How much protection does hashing offer?

As of 23 May, our design for hashing, as covered here: https://pathcheck.atlassian.net/wiki/spaces/TEST/pages/81231882 and here: https://pathcheck.atlassian.net/wiki/spaces/TEST/pages/61112371 is as follows:

 

  • The App records a data point every 5 mins.

  • The App maps a GPS lat/long/timestamp point into a set of hashes representing “nearby” 8-char geohashes and times. The “nearby” concept addresses corner cases, and we are using a radius of 1e-05 degrees, and 2.5 mins. This results in an average of 4.6 hashes per datapoint (2 x 5-min time buckets x 2.3 8-char geohash tiles).

  • These hashes are encrypted using a “slow” hash, scrypt. We aim to set the cost such that it takes approx 1 second of smartphone CPU time per hash (obviously smartphone CPUs vary, so this needs to be further refined).

  • Data points generated by Safe Places are are hashed in the same way.

  • JSON data files from Safe Places are published and downloaded every 12 hours.

  • There is a single salt used for all hashes.

The characteristics of this are as follows:

  • Hashing on the App requires 4.6 x 1 x 288 = 1324 Smartphone CPU seconds per-day.

  • Let’s call this “1.3k SCS”.

  • Hashing a typical set of case data (estimated at 1,000 points of concern) costs Safe Places 1k SCS

  • So hashing 100 cases per day will take 100k SCS. We assume the computer doing this is more powerful than a Smartphone. Assuming a factor of 10, this might take 10k seconds of computer time = 3 hours.

  • An attacker who wishes to test a single geohash for inclusion in the data set, over a single day, must perform 288 hashes, taking 288 SCS, a fairly trivial calculation. This is a known weaknesses, but we don’t currently have a way to improve this.

  • 1 sqkm contains approx 1400 8-char geohashes (exact value varies by latititude), but not by more than ~25% until you get above 50 degrees north. To attack 1km sq, over a day will take 144 x 288 approx 400k SCS. Supposing the server has a server 100x more powerful than a smartphone, that will take 4000 seconds: just over an hour.

  • Things get better as you expand the area and timeframe. 10km x 10km x 14 days requires 1400 x the effort, so 560M SCS, or 5.6M seconds on the same server - that’s about 2 months.

  • However, we need to recognize that renting compute resources is increddibly cheap these days.
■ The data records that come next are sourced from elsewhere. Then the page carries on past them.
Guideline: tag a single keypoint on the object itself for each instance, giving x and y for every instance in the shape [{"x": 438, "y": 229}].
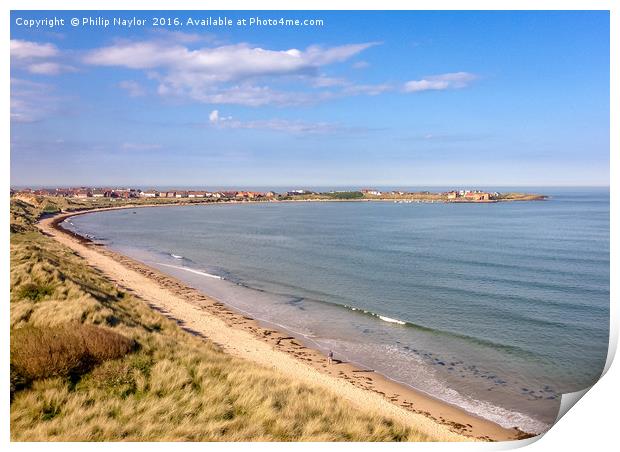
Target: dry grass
[
  {"x": 175, "y": 387},
  {"x": 65, "y": 350}
]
An AWS EC2 “a1.medium” instance costs 2.5c/hour. And you can rent multiple of these in parallel. So 2 CPU-months of compute resource can be hired for 60 x 24 x 2.5c = $36.00

  • Scrypt protects against the use of specialist hardware like ASICs or GPUs by attackers.

Let’s tabulate that:

Activity

Smartphone CPU seconds

Estimated elapsed time

Activity

Smartphone CPU seconds

Estimated elapsed time

Smartphone hashes 1 location

4.6

4.6 seconds

Smartphone CPU usage/day

1.3k

N/A

Safe Places publish (100 cases)

100k SCS

3 hours

Safe Places CPU usage/day

200k SCS

N/A

Attack on single geohash, 1 day

288 SCS

3 seconds

Attack on 1 sqkm, 1 day

400k SCS

1 hour 6 mins* (est. cost 3 cents)

Attack on 10km x 10km, 14 days

560M SCS

2 months* (est. cost $36.00)

Attack on 3000 sq km, 14 days (e.g. Lake County, FL)

16.8B SCS

5 years* (est. cost $1,140)

*However, in practise an attacker could use cloud compute resources in parallel to dramatically reduce this - cost estimates are dollar costs, assuming 2.5 cents/hour for an a1.medium in AWS EC2.

 

Conclusion: even bast amount of compute resource are readily available from the cloud to anyone with a credit card. Ultimately, if someone wants to crack the data apart, and willing to spend some money on this, they can do so pretty easily.

Protection at the level of a small city is pretty minimal. Good protection only really comes at the state or national level.